Pakistan has been stretching itself thin to sustain the “war on terror”. However the assistance from our Western friends is not equal to the enormous challenges Pakistan faces. The government and the people of Pakistan feel that the situation has not got out of hand yet. But if help from Western powers, to whom wholehearted public support has been extended both in the fight against terrorism and through logistic support for their efforts in Afghanistan, is not reciprocated immediately then the impact on the deteriorating economic situation may provide space – so far blocked – to the obscurantist forces that pose a serious threat to the present democratic dispensation.
In the context of logistics support, our western friends need to understand that 85 percent of Pakistan’s trucking fleet is engaged in supplies for NATO and ISAF forces in Afghanistan, through Torkhum and Chaman from Karachi port using the road network of over 3000 km on the two routes.

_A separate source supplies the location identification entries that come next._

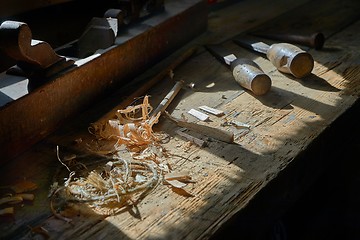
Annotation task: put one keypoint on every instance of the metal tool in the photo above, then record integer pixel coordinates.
(34, 58)
(245, 71)
(315, 40)
(287, 58)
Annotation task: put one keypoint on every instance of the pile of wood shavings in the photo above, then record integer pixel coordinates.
(121, 183)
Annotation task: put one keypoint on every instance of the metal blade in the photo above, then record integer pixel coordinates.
(222, 54)
(252, 44)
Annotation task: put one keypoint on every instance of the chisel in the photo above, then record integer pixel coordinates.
(287, 58)
(245, 71)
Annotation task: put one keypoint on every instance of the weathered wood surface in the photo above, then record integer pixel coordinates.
(283, 123)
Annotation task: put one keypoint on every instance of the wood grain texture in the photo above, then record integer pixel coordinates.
(227, 176)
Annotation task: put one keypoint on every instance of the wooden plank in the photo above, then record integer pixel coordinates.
(227, 176)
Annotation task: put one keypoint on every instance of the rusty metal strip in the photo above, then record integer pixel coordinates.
(29, 119)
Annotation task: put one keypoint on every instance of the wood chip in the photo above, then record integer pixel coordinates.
(211, 110)
(7, 211)
(199, 115)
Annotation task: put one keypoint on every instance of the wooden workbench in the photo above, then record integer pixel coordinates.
(227, 177)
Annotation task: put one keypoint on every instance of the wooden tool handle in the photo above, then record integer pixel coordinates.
(288, 58)
(250, 76)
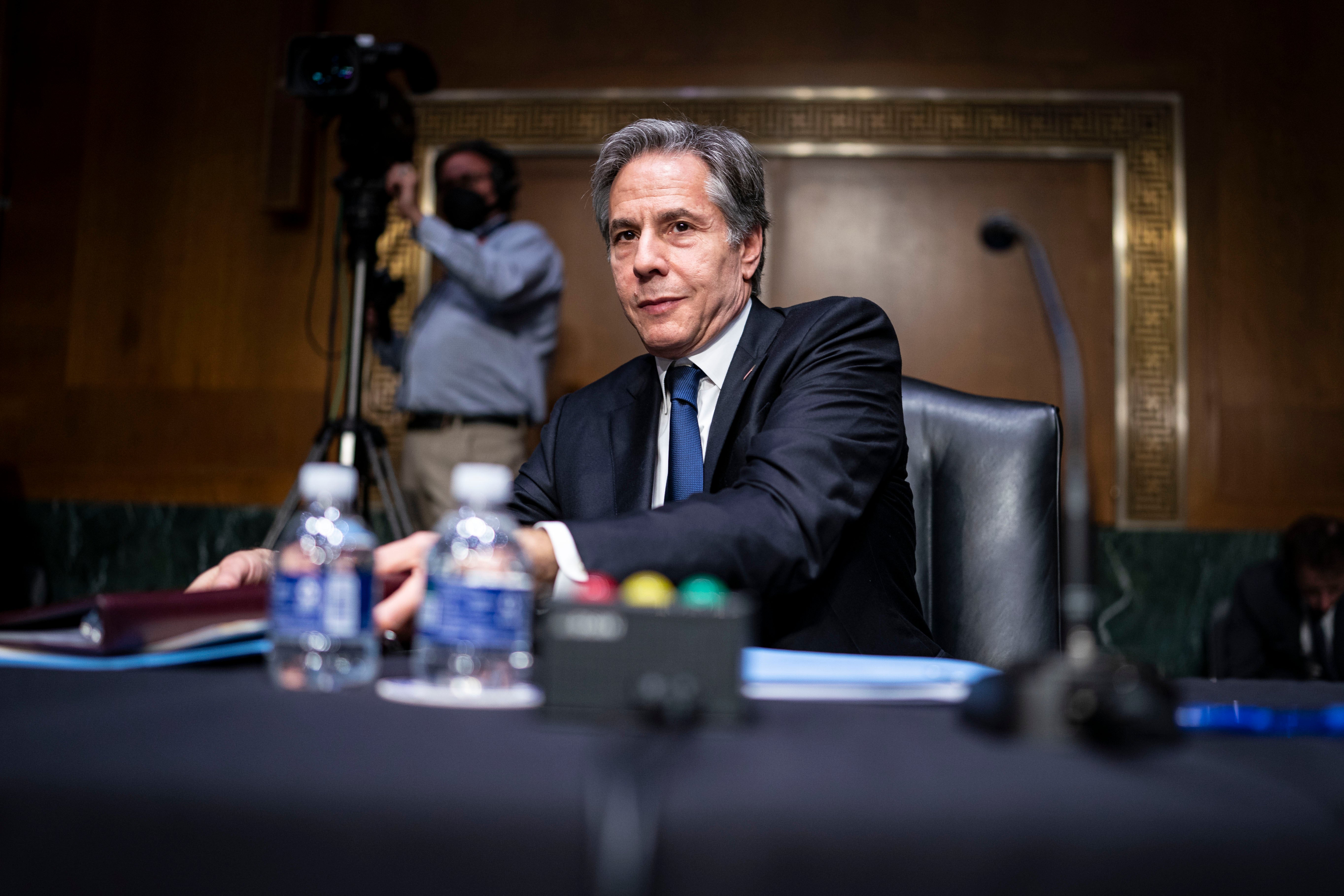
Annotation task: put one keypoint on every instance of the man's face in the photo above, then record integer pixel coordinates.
(1320, 590)
(679, 280)
(472, 171)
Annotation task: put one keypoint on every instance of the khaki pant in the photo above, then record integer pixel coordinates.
(429, 457)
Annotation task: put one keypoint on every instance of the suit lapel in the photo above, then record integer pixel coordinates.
(763, 324)
(635, 433)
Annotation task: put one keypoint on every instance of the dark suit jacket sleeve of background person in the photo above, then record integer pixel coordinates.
(807, 503)
(1264, 628)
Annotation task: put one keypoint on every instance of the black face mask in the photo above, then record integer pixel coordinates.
(463, 209)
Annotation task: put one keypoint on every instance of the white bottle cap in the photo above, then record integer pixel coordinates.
(327, 483)
(483, 484)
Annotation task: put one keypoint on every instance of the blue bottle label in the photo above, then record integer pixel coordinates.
(487, 617)
(340, 605)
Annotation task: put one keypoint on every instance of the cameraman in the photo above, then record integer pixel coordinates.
(474, 365)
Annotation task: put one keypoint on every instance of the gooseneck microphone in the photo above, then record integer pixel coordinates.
(1100, 698)
(1002, 233)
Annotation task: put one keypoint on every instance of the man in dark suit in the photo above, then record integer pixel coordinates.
(1284, 621)
(765, 447)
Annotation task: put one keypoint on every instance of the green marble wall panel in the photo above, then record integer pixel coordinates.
(1155, 589)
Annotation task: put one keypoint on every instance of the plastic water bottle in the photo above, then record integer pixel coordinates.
(323, 593)
(474, 633)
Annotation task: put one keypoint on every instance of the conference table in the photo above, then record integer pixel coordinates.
(210, 781)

Dedication of this transportation source has strained Pakistan’s economy in terms of the erosion of the road network, an adverse impact on climate, the financial implications of security cover that is provided and the non-availability of trucks for domestic requirements. It appears that none of our friends has quantified the negative impact on domestic economic activity and diversion of our resources due to the cooperation on this count.
While Pakistan’s role in the war on terror since 2001 has adversely impacted its economy and social order, the military operations launched since mid 2009 have only accelerated the downward slide. We have suffered from thousands of terrorist attacks in retaliation, taking a huge toll on human lives and causing colossal material losses. Thriving industries have come to a standstill; it has resulted in the flight of capital, and scared away investors. Our development budget for the current fiscal year was allocated as PKR 400 billion, which has now been slashed by the Prime Minister to PKR 300 Billion, as we have had to divert our development budget to sustain the war on terror.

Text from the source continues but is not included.